I still need to change some stuff to use the external AdafruitGFX Font (instead of the font I copied together in the current code), before publishing this.
But as a preview: the higher framerate of the graphics library allows for some fun raycasting (already with the second watch version):
Its controlled by tilting the watch. That's why I have to tilt it away from the light sometimes. My initial Raycaster was much too slow. Therefore, thanks for the great tutorial Lode.
Second (rectangular) version
![](https://cdn.hackaday.io/images/9634381612124404789.jpg)
In the second version I of course tried to resolve the issues of the first one. The result is rectangular and smaller (body WxLxH 40x42x13.3mm). Unfortunately the print quality turned out a bit worse (maybe due to the more delicate design? I don't know). For shrinking the watch I had to switch from 0805 passives to 0603 passives and also leave some stuff out: there is no speaker anymore and several discrete components where replaced by a LTC2955 Pushbutton on/off controller.

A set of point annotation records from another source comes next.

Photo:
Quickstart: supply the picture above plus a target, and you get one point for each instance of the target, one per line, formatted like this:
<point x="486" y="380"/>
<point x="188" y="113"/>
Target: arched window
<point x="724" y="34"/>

The general sealing concept is the same: o-rings for buttons and glass. To cope with the porosity of the case I decided to use a modified silicone conformal coating on the PCB. This works very well but stays quite sticky even after hardening, such that I always have to carefully peel of the display from the PCB when disassembling. I also coated the inside of the bottom case half with this spray to keep out any unwanted water vapor in the future. The two casing halves are not yet sealed, but as soon as I'm confident that I don't have to open it again I will also apply a little conformal coating on the contact surfaces. As it stays quite sticky I hope this will suffice.
There is no USB socket anymore. Instead there are 9 pogo pin pads on the bottom of the watch that connect to the pogo pins in a dock. The dock also includes the FTDI FT230X USB-UART bridge for Arduino style programming and a 10-pin ICSP connector for in circuit programming with any standard AVR programmer. The pads in the watch case actually are themselves the bottom of pogo pins that are glued into the case and touch pads on the watch PCB. See the pictures for more details. I had to tin some of the contact pads on the PCB as the case shrunk a bit and didn't guarantee proper contact to the pogo pins.
![](https://cdn.hackaday.io/images/9265921612129374928.jpg)
![](https://cdn.hackaday.io/images/7649821612129421437.jpg)
The PCB is now a lot more compact and I'm quite happy with the results. The reflections on the PCB are caused by the conformal coating:
![](https://cdn.hackaday.io/images/2083411612129552588.jpg)
I only had one last mistake on the PCB which I didn't find during DRC because I accidentally deleted a power wire in the schematic. However this was easy to correct with a solder bridge.
As discussed in the text on the first version I added a ceramic resonator with 7.3728 MHz for making things easier. I'm currently using it but maybe I'll switch back to the RC-oscillator and save some (high consumption) CPU cycles during wake-up from powersave.
I uploaded the corresponding STL files and the schematics.